Get the macOS Mojave installer software
In order to get the Mojave installer, you need to sign up for the Apple Beta Software Program. Once you’re enrolled, Apple will give you access to the the Mojave installer in the App Store. If you launch the App Store app and look for it in the Updates section, you won’t find it.
Note that if you decide to participate in the Beta Software Program, there is a policy that Apple asks you to agree to. And keep in mind that this is beta software, so you could run into problems witht he OS and with the app that you use.
You can read the information to learn more about Mojave. When you’re ready to download the software, click the Download button under the icon on the upper left. (If you’ve already downloaded the installer, the button will say Open instead of Download.)
Once the download is complete, the installer will launch automatically.
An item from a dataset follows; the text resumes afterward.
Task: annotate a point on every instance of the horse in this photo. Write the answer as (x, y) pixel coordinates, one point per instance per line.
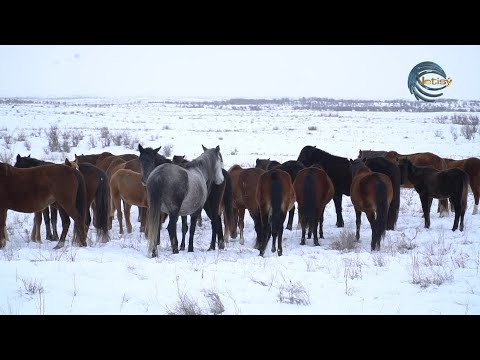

But don’t continue with the installation. Instead, press Command-Q on your keyboard to quit the installer.
The Mojave installer app will be in your Applications folder, so you can go there and launch it later to upgrade your Mac to the new operating system.
Make a bootable installer drive: The quick way
I used a free app called Install Disk Creator to make the installation drive. There’s another app called Diskmaker X, but at the time of this writing I wasn’t able to make it work with the Mojave Public Beta installer.
Download Install Disk Creator by clicking on the link above. When the download is done, you can move it over to your Applications folder. Then follow these steps to create your bootable macOS Mojave drive.
1. Connect your drive to your Mac. It’s OK if it’s not formatted as a Mac drive. The app will reformat it.
2. Launch Install Disk Creator.
3. In the main window, you’ll see a pop-up menu under Select the volume to become the installer. Click on the menu and select your drive.
4. Under the pop-up menu, you’ll see Select the OS X installer. (macOS used to be called OS X.) If you have only the Mojave Beta installer on your Mac, Install Disk Creator will automatically select it. If you have other macOS installers, you need to click on Select the OS X installer and select the Mojave installer.
5. When you’re ready, click Create installer. Your Mac may tell you that Install Disk Creator wants to make changes, and you need to enter your user name and password. After you do this, the app will take a few minutes to create the boot drive. A progress bar. appears at the bottom of the Install Disk Create window.
When the app is done, the installer is ready to use.